Gli aerei sono molto più appariscenti delle navi quando hanno problemi. Li vedi esitare, dubitare, tornare indietro come se al culmine dell’entusiasmo fossero stati lambiti da un fantasma oscuro

Cielo e mare sono imprescindibili l’uno per l’altro. Si scrutano e si compenetrano. Entrambi sono percorsi dagli esseri umani. Gli aviatori sono una presenza apparentemente più fugace rispetto ai marinai, ma un osservatore attento ne può cogliere movimenti, gioie e tribolazioni. Un motore a pistoni che accelera gioioso, un soffio lontano di turboventole, il rombo maestoso di un aereo antincendio. Sono tracce sonore di forti emozioni umane, fra euforia e terrore, che sgorgano nel pieno della sfida più radicale che l’uomo abbia mai mosso alla natura: spiccare il volo anche se è nato senza ali.

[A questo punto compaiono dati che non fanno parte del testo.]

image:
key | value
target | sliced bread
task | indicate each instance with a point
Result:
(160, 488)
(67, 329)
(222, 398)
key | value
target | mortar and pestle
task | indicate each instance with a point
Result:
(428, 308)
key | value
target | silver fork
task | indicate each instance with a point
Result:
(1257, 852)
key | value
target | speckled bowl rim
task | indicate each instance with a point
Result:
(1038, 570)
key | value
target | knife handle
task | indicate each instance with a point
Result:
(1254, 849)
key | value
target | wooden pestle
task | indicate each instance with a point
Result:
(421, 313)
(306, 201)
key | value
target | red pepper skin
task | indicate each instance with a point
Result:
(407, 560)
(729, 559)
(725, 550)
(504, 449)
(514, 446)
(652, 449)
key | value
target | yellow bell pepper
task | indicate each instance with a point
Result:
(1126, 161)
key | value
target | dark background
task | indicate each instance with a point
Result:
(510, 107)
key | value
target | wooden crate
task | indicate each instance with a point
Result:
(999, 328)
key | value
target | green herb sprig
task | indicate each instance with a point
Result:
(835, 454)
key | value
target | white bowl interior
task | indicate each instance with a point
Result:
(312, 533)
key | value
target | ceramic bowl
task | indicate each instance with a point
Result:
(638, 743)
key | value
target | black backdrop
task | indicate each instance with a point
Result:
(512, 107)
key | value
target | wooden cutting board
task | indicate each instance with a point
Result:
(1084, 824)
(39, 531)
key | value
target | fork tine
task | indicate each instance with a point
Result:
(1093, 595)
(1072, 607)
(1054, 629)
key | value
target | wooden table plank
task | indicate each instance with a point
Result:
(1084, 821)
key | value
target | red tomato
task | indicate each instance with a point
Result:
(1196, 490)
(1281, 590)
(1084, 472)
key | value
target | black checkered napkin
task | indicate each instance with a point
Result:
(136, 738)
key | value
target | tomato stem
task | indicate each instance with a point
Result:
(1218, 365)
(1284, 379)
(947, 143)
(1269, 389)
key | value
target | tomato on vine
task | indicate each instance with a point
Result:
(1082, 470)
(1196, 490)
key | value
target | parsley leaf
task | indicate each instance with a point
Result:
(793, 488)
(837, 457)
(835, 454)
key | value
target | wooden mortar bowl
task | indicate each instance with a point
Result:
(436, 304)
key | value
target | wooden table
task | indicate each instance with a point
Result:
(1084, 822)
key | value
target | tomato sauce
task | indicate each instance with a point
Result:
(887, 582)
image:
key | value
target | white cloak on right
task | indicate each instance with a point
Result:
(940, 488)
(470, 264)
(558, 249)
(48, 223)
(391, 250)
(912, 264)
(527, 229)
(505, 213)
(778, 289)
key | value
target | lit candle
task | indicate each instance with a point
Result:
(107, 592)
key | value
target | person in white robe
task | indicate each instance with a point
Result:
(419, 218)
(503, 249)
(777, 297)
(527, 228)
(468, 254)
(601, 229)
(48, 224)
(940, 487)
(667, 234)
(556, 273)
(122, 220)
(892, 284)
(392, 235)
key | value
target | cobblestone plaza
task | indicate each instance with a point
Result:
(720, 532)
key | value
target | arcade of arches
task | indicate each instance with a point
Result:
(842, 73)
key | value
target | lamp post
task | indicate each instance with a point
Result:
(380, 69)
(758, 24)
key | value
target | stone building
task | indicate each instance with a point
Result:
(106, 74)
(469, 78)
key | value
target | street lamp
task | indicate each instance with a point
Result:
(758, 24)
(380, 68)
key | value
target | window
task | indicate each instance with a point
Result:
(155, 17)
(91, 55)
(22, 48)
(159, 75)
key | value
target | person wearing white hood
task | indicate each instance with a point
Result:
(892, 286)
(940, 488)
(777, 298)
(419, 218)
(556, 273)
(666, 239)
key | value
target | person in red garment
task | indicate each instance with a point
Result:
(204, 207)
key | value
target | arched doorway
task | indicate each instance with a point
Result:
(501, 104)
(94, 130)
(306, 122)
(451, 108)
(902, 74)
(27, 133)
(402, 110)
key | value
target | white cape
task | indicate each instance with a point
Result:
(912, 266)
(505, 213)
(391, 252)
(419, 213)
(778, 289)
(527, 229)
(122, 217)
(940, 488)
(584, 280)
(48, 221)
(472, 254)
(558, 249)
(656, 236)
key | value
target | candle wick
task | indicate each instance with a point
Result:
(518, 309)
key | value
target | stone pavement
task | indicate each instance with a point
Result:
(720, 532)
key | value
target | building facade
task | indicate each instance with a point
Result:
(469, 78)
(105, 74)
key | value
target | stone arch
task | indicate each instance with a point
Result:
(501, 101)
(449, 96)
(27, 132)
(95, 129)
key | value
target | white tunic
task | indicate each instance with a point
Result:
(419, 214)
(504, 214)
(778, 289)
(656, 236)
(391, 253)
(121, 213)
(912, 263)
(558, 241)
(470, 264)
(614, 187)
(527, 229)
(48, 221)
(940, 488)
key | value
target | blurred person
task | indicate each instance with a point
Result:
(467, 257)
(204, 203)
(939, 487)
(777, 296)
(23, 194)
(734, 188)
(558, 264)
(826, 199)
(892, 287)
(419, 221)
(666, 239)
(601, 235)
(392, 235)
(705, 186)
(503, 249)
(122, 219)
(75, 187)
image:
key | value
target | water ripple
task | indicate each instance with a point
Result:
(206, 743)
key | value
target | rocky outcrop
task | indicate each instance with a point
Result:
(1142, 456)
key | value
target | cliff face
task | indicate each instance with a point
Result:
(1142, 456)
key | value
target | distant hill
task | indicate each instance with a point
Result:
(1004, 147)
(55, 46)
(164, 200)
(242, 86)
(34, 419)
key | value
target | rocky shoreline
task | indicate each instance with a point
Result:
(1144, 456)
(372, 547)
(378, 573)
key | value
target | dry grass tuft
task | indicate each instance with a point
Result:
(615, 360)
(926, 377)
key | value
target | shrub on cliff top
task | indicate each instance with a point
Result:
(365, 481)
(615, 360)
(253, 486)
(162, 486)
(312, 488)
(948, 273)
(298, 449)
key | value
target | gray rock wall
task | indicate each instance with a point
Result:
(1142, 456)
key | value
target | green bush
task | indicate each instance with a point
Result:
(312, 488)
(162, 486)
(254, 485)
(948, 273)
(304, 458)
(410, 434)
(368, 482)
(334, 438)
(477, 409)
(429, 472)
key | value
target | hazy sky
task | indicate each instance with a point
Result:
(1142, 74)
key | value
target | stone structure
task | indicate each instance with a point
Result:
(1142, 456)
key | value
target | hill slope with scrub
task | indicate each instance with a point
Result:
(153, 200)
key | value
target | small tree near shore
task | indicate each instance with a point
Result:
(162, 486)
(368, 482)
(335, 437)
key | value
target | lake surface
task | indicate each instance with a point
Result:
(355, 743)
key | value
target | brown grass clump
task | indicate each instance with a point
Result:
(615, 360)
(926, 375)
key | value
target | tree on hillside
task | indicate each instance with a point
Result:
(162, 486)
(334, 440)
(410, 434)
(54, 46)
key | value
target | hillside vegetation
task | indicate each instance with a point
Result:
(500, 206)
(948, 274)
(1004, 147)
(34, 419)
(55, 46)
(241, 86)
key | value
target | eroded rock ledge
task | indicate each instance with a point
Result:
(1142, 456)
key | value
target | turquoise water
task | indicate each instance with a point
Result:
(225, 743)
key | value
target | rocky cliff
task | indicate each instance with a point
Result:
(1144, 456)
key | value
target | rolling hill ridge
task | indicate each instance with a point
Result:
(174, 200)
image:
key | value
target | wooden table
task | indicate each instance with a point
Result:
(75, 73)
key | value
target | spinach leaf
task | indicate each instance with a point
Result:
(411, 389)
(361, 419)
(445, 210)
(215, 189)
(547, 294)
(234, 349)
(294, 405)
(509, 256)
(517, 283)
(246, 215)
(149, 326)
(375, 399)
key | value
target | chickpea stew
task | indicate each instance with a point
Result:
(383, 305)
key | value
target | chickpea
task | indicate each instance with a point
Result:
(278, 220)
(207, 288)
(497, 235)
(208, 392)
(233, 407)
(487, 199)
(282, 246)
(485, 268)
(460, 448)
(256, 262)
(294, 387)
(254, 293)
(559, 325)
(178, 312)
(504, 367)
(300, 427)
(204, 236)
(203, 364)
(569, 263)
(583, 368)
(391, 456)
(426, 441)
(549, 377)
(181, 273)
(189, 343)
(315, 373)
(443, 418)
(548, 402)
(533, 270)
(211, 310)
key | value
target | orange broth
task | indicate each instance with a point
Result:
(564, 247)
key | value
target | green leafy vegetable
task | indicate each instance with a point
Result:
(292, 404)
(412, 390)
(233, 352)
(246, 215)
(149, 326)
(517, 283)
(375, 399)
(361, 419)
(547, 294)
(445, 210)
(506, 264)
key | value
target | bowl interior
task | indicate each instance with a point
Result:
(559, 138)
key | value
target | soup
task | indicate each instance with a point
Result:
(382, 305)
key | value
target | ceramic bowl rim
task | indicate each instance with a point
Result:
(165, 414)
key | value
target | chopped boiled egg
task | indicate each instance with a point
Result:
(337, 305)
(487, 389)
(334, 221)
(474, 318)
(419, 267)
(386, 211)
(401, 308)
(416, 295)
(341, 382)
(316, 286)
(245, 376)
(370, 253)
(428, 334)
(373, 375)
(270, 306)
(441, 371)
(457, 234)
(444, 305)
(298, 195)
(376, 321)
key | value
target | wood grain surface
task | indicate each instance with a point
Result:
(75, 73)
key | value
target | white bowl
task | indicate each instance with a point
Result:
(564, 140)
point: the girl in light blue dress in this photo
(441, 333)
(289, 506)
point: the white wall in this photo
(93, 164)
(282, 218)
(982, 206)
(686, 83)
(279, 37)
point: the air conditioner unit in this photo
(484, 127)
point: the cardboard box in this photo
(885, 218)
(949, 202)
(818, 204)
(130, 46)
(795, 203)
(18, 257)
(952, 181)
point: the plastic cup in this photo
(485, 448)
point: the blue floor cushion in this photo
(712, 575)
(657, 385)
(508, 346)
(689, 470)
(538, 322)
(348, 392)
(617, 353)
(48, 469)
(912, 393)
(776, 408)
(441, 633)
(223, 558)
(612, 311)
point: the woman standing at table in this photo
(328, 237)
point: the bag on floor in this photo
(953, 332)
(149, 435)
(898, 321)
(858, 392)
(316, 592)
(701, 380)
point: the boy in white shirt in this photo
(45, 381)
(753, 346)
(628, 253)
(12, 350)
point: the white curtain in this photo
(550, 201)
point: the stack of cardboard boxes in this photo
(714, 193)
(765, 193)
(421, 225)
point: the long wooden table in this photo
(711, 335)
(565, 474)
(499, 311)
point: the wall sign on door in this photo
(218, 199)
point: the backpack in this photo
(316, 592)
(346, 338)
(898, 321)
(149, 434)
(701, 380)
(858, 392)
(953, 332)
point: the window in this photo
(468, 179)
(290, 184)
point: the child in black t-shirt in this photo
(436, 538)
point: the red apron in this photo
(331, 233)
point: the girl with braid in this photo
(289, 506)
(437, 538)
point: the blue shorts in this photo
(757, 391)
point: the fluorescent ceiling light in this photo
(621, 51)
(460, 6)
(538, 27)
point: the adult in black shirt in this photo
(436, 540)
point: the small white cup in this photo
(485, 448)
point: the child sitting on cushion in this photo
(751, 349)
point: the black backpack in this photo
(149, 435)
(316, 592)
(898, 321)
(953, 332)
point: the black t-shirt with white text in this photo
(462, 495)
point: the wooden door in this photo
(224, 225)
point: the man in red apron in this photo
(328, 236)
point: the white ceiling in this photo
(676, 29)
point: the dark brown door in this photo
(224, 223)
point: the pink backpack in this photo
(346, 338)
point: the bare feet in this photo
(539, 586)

Prima dell’epidemia, i velivoli comparivano numerosi a tutte le quote, dai piccoli aeroplani privati fino alle tangenze vertiginose degli aerei di linea che si sono moltiplicati con il boom delle compagnie low cost. Ora che non si può più viaggiare, i turisti d’alta quota hanno lasciato spazio a presenze che non siamo abituati a considerare. Il cielo è davvero vuoto? No; i servizi essenziali non si fermano a terra come in mare come in cielo.
Una sera, mentre guardo le navi galleggiare di fronte al porto in attesa di approdare, le luci di bordo che penetrano le tenebre umide riflettendosi irrequiete sull’acqua nera, odo un fischio poderoso e affannato.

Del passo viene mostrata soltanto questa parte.